Worth noting: returns on US bonds and stocks are starting to diverge, as an eventual end to the Fed’s stimulus program starts to be factored into pricing.
Interest rates have begun to tick up, pushing down the prices of bonds and mortgage-backed securities. The yield on 10-year Treasuries is about 2.2 percent now vs. 1.8 percent last month. Meanwhile, stocks continue to chug along, with the S&P 500 up nearly 15 percent so far this year.
The decoupling of returns for US fixed-income vs. equities is likely to continue. Both have profited tremendously from falling interest rates. But now, given the likelihood that interest rates have bottomed, stocks have way more traction.
For high-quality companies (and their stocks), the benefits of low rates will be ongoing – lower financing costs locked in for years, more cash on hand. The same can’t be said for bonds, since their payouts are fixed.
Should you sell all your bond holdings? NO. Bonds may not be the life of the party, but they’re not dead. Inflation remains low, making a dramatic rise in interest rates unlikely. Still, some bond fine-tuning may be necessary now (see page 9 inside and page 3 of our June 2013 issue for suggestions). And remember: the point of fixed-income is not to one-up stocks; it’s to counter the risk of stocks through a steady and reliable payout.
Stocks Keep Dancing
The US is facing stubborn, structural unemployment and real incomes continue to stagnate. However, our economy has come out of the Great Recession in better shape than Europe, Japan and even China.

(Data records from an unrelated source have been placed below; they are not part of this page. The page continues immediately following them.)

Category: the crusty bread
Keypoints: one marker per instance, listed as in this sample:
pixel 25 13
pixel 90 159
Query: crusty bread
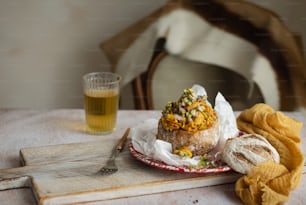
pixel 200 142
pixel 245 152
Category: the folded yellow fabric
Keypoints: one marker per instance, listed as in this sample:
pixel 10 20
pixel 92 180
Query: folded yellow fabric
pixel 270 183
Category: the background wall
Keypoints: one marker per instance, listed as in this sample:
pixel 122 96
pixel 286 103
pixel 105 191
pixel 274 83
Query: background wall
pixel 46 46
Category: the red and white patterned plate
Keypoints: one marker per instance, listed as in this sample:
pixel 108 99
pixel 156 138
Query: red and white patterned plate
pixel 184 169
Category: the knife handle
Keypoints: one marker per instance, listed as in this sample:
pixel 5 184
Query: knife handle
pixel 121 142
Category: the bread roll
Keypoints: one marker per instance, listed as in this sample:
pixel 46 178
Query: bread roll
pixel 245 152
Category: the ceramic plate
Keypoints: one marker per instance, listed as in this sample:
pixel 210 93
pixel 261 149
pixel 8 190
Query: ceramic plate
pixel 221 167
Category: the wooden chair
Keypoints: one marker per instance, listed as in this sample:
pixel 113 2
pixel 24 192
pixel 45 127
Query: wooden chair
pixel 167 75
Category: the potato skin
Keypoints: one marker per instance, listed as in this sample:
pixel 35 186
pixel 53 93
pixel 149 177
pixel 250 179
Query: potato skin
pixel 199 143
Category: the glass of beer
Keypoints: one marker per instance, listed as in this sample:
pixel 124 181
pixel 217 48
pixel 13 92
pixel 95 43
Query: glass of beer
pixel 101 101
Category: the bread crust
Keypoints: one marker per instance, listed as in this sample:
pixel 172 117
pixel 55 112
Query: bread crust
pixel 244 152
pixel 200 142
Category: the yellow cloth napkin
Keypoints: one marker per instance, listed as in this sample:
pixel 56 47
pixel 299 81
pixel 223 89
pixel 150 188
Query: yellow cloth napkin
pixel 270 183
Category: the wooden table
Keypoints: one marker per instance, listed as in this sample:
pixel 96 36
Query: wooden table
pixel 30 128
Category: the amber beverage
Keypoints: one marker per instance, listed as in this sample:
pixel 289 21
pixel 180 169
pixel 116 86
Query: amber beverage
pixel 101 102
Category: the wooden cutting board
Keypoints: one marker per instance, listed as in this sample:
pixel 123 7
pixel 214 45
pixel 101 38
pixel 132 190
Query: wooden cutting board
pixel 68 174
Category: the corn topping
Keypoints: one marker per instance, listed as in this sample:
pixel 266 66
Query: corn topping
pixel 191 113
pixel 183 152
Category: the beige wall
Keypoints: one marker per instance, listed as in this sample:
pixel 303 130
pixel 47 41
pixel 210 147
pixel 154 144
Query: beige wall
pixel 46 46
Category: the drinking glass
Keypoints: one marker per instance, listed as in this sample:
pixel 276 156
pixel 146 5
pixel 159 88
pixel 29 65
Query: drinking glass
pixel 101 101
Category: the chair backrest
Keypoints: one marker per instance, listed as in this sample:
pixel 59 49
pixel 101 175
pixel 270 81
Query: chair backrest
pixel 168 75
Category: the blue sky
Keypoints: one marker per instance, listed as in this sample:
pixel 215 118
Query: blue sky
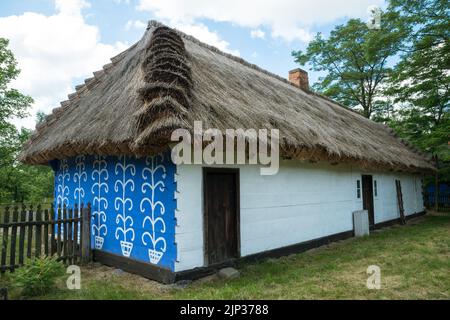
pixel 59 43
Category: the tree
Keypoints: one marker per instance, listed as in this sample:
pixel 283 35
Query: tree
pixel 18 182
pixel 12 102
pixel 421 80
pixel 355 60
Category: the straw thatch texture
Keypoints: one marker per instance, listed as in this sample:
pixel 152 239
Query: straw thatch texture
pixel 169 80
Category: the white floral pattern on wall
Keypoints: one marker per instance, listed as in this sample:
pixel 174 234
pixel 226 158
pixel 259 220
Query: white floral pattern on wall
pixel 133 204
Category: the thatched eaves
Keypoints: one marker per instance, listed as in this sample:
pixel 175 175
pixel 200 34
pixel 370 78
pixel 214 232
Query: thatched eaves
pixel 168 80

Now, China’s economy is showing signs of stabilizing and Japan is starting to grow. If Europe can pull out of its malaise, more upbeat global-growth forecasts are likely to provide further lift here at home, even if the Fed does turn off its stimulus spigot.
The German government has shifted ever-so subtly toward structural reforms to promote growth, instead of just budget cuts. And if Chancellor Angela Merkel’s coalition is re-elected in September, which we think likely, this will allow for more overt pro-growth moves. As Europe shifts course later this year, US stocks are likely to catch a tailwind.
Our advice to you remains unchanged: focus on high-quality companies in growing markets and stay diversified. This issue is full of ideas on how to do just that.